The government say that the measures will prevent hoarding and help arrest spiraling food prices in the world's second most populous country. It will not have escaped their notice that by going down this route they are effectively passing a large slice of the financial burden of having to import these products onto the multi-nationals.

If they go ahead and introduce this legislation then it's a nifty bit of Ronaldo-esque footwork, the implications of which are pretty complicated.

Short-term the move would likely drive prices lower. Any processors such as a flour miller or soybean crusher would effectively have to sell any wheat/bean stocks he's holding that are extra to the imposed limit (in the case of sugar that's fifteen days).

Once any initial wave of stock-clearance has taken place, what happens then? If there's insufficient wheat or soybeans available on the domestic market, will the processors be forced to import? Or will the government suddenly and magically find the missing key to their stores and start to release stocks?

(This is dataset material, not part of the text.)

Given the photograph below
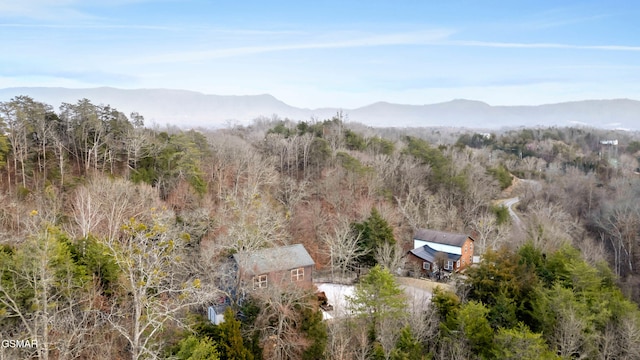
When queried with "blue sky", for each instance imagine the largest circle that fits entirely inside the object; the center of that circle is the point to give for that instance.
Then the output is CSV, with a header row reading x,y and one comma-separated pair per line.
x,y
330,53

In the case of wheat we are told that there is little stock in private hands anyway, whatever wheat is available in the country is behind lock & key, held by the government. How much is really there is open to question, around 31 MMT at the end of July was the official figure.

If that quantity really is there, and it's fit for human consumption, both of which are highly debatable, that still wouldn't be enough to last until the 2010 harvest in March.

Meanwhile poor monsoon rains leave a huge question mark hanging over crop production, and it's impact on demand, for summer crops such as rice, sugar cane and soybeans. Production and the timing of the harvest of these crops will also impact upon wheat and rapeseed plantings for the 2010 harvest.

Despite the farm minster's protestations that August rains have improved the situation, rainfall is still 20% below normal on a national level upto and including Sept. 7th. In many of the major crop-producing areas of the country it's worse, in Andhra Pradesh 21 of it's 23 states have declared a drought, here monsoon rains are 30% lower than the 50-year average.